749 Il y a donc lieu de conclure que la Commission a entaché d’illégalité la décision attaquée en n’accordant pas aux requérantes une réduction de montant de base de l’amende supérieure à 10 % au titre de leur participation limitée à l’infraction unique et continue.
750 L’article 3, sous i), de la décision attaquée doit donc être annulé en tant que la Commission n’a pas accordé aux requérantes une réduction de montant de base de l’amende supérieure à 10 % au titre de leur participation limitée à cette infraction.
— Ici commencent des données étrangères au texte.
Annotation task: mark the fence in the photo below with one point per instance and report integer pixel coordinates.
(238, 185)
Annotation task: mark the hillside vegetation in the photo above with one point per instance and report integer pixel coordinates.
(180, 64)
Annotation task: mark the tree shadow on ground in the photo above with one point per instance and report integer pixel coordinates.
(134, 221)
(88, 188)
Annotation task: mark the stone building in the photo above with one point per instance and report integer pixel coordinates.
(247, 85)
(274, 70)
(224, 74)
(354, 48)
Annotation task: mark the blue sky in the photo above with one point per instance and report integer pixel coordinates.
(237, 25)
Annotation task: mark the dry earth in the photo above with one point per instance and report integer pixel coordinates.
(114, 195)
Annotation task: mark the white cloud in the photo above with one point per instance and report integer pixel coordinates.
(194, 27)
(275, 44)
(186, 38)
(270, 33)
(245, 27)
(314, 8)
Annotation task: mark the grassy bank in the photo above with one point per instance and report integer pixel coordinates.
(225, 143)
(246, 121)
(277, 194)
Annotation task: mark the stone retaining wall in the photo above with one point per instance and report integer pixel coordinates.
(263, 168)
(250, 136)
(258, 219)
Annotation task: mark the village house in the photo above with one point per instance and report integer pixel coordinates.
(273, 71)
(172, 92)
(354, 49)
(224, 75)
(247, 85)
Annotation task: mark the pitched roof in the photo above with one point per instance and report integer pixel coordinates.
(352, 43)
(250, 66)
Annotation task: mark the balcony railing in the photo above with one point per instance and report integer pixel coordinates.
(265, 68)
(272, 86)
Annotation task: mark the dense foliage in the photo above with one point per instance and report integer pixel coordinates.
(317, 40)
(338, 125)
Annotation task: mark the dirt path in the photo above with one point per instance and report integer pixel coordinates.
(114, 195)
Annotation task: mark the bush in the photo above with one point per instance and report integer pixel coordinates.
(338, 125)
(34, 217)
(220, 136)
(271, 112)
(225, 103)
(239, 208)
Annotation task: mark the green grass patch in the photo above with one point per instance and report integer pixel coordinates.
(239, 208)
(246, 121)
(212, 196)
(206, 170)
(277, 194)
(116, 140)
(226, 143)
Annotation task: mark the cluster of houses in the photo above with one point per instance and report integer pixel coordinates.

751 Au regard de l’ensemble des considérations qui précèdent, il y a lieu d’accueillir la première branche du troisième moyen, le deuxième moyen dans la mesure où la Commission a commis une erreur en tenant les requérantes pour responsables de l’infraction unique et continue, dans sa composante tenant à la STC, avant le 22 juillet 2005, le premier moyen ainsi que la quatrième branche du septième moyen. Il convient d’annuler, en conséquence, l’article 1er, paragraphes 1, sous i) et j), 3, sous i) et j), et 4, sous i) et j), de la décision attaquée, ainsi que l’article 1er, paragraphe 2, sous i) et j), de ladite décision, en tant qu’il impute aux requérantes ladite infraction, d’une part, dans ses composantes tenant à la STS et au refus de paiement de commissions et, d’autre part, dans sa composante tenant à la STC avant le 22 juillet 2005. Il convient également d’annuler l’article 3, sous i), de cette décision, au motif que la Commission n’a pas accordé aux requérantes une réduction de montant de base de l’amende supérieure à 10 % au titre de leur participation limitée à cette infraction.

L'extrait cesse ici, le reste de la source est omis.